In these patient cholesterol accumulates in the increasingly vast numbers of lingering and trapped metabolically deranged VLDL. Prolonged exposure to impaired lipolysis of abundant triglyceride drive downsizing and exchange for cholesterol to ever smaller and denser remnant particles with the cholesterol content shifting from 20 to 60% and approaching the size of large buoyant LDL. However, although similar in size, there are physical and functional changes that take place.¹⁰ The increased concentration of such particles may cause a gradient-driven diffusion of these particles into the sub-endothelial space, which in turn leads to increased atherosclerosis. Apo E, has multiple forms and functions. Three isoforms are seen on isoelectricfocusing lipoprotein electrophoresis. E3 is the most common form and considered the most normal in structure and function. E4 and E2 have opposing actions when secreted locally in the brain, in the liver, in plasma on lipoprotein metabolism.

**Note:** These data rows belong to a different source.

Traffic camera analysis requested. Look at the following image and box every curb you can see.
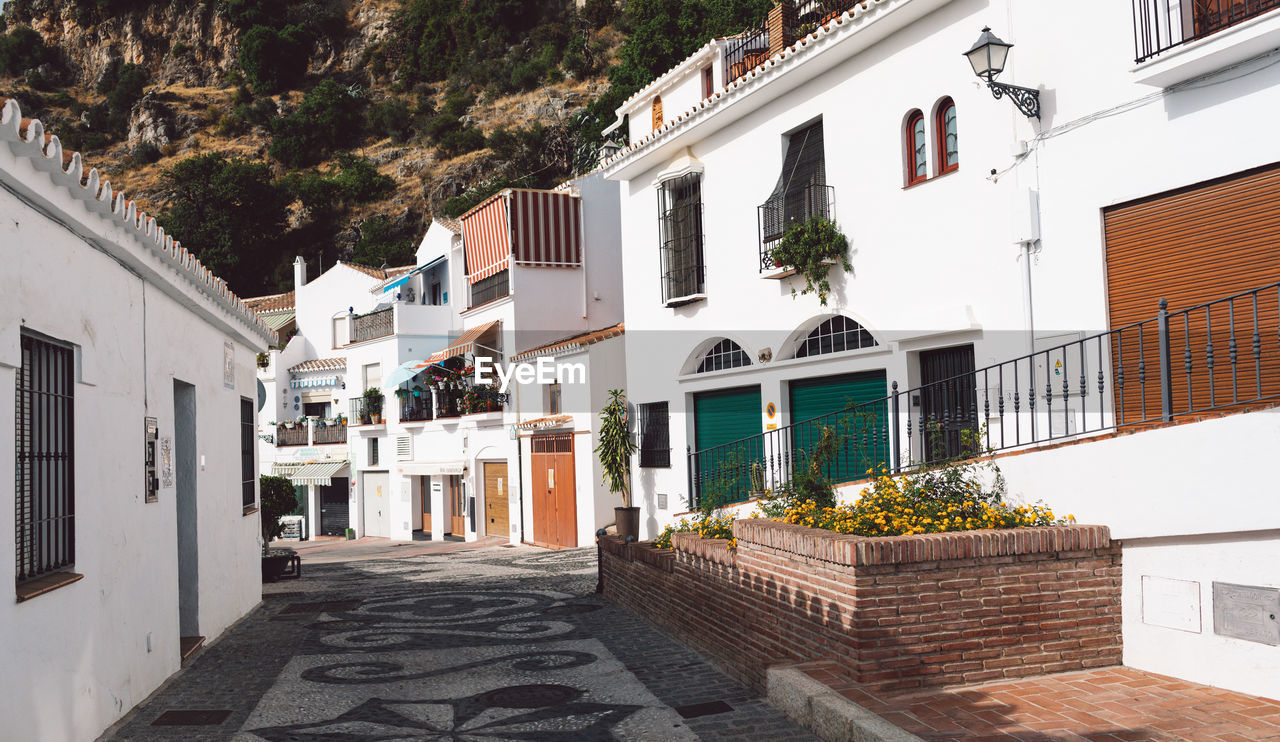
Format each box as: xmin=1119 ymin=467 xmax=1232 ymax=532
xmin=764 ymin=665 xmax=924 ymax=742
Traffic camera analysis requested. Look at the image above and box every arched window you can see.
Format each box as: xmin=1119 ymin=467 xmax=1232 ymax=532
xmin=905 ymin=110 xmax=929 ymax=186
xmin=694 ymin=338 xmax=751 ymax=374
xmin=933 ymin=97 xmax=960 ymax=175
xmin=796 ymin=315 xmax=878 ymax=358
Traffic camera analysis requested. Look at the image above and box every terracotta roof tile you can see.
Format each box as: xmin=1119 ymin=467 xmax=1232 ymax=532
xmin=244 ymin=292 xmax=293 ymax=315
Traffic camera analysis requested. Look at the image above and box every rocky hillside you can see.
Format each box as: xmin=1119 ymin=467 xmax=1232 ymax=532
xmin=0 ymin=0 xmax=769 ymax=296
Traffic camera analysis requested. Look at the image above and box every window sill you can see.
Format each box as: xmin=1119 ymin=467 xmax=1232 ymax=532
xmin=662 ymin=294 xmax=707 ymax=310
xmin=17 ymin=572 xmax=84 ymax=603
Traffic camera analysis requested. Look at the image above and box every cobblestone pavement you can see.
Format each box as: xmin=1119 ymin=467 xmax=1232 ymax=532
xmin=104 ymin=544 xmax=815 ymax=742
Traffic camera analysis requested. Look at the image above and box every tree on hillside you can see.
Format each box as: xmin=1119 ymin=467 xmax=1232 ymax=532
xmin=160 ymin=152 xmax=291 ymax=296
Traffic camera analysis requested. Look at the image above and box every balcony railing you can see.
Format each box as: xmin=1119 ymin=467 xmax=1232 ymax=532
xmin=275 ymin=422 xmax=311 ymax=445
xmin=756 ymin=186 xmax=836 ymax=272
xmin=351 ymin=307 xmax=396 ymax=343
xmin=689 ymin=284 xmax=1280 ymax=508
xmin=724 ymin=0 xmax=859 ymax=84
xmin=1133 ymin=0 xmax=1280 ymax=61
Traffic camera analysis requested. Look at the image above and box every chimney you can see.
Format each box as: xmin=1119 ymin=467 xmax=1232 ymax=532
xmin=750 ymin=0 xmax=796 ymax=58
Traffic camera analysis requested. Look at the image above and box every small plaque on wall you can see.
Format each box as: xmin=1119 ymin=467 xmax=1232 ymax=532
xmin=1142 ymin=574 xmax=1201 ymax=633
xmin=1213 ymin=582 xmax=1280 ymax=645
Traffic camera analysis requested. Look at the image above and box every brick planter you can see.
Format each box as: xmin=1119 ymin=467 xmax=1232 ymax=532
xmin=600 ymin=519 xmax=1120 ymax=690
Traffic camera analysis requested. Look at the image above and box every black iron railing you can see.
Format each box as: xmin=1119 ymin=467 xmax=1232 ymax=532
xmin=401 ymin=390 xmax=433 ymax=422
xmin=351 ymin=307 xmax=396 ymax=343
xmin=1133 ymin=0 xmax=1280 ymax=61
xmin=689 ymin=283 xmax=1280 ymax=508
xmin=275 ymin=422 xmax=311 ymax=445
xmin=756 ymin=186 xmax=836 ymax=272
xmin=311 ymin=422 xmax=347 ymax=445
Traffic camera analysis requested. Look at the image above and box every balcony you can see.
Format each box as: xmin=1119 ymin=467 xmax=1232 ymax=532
xmin=351 ymin=307 xmax=396 ymax=343
xmin=1133 ymin=0 xmax=1280 ymax=62
xmin=756 ymin=186 xmax=836 ymax=278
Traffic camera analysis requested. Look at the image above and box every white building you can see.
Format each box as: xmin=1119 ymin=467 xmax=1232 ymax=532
xmin=393 ymin=175 xmax=623 ymax=545
xmin=0 ymin=100 xmax=275 ymax=741
xmin=602 ymin=0 xmax=1280 ymax=697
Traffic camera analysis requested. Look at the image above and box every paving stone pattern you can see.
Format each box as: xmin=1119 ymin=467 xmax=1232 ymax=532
xmin=801 ymin=663 xmax=1280 ymax=742
xmin=105 ymin=544 xmax=815 ymax=742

The Apo E4/E4 genotype is associated with a 14-fold increase in risk for Alzheimer’s disease and other neurodegenerative diseases. Small amounts are secreted locally in brain tissue but become fragmented and leak into the cytosol, interfering with mitochondria and neuronal repair. In the liver, E4 promotes progression of HIV and HCV. The effect of E4 on lipoprotein metabolism is one of only minor lipid variations. Remarkably, in the laboratory, minor changes convert E4 to the normally structured and functioning E3 genotype.²

As opposed to E4, the E2 secreted in brain tissue delays Alzheimer’s disease by up to 30 years.¹¹ Other effects on the brain are not benign. E2 promotes generalized atherosclerosis, including vascular dementia via abnormal lipoprotein metabolism and atherogenic HLP. In the liver, E2 interferes with the lipid envelope of HCV and HIV, preventing their replication.² Over time, the patient became lax, fired her cook, began eating out at restaurants very frequently, resumed drinking two glasses of wine a day and gained 40 pounds. Niacin and then statins were prescribed, but her PVD progressed. At age 77, she required a left circumflex stent and, at age 92, replacement of a xanthomatous – not calcific – aortic valve. She did not develop either atherovascular dementia or Alzheimer’s Disease.

Disclosure statement: Dr. DuShey has no disclosures to report.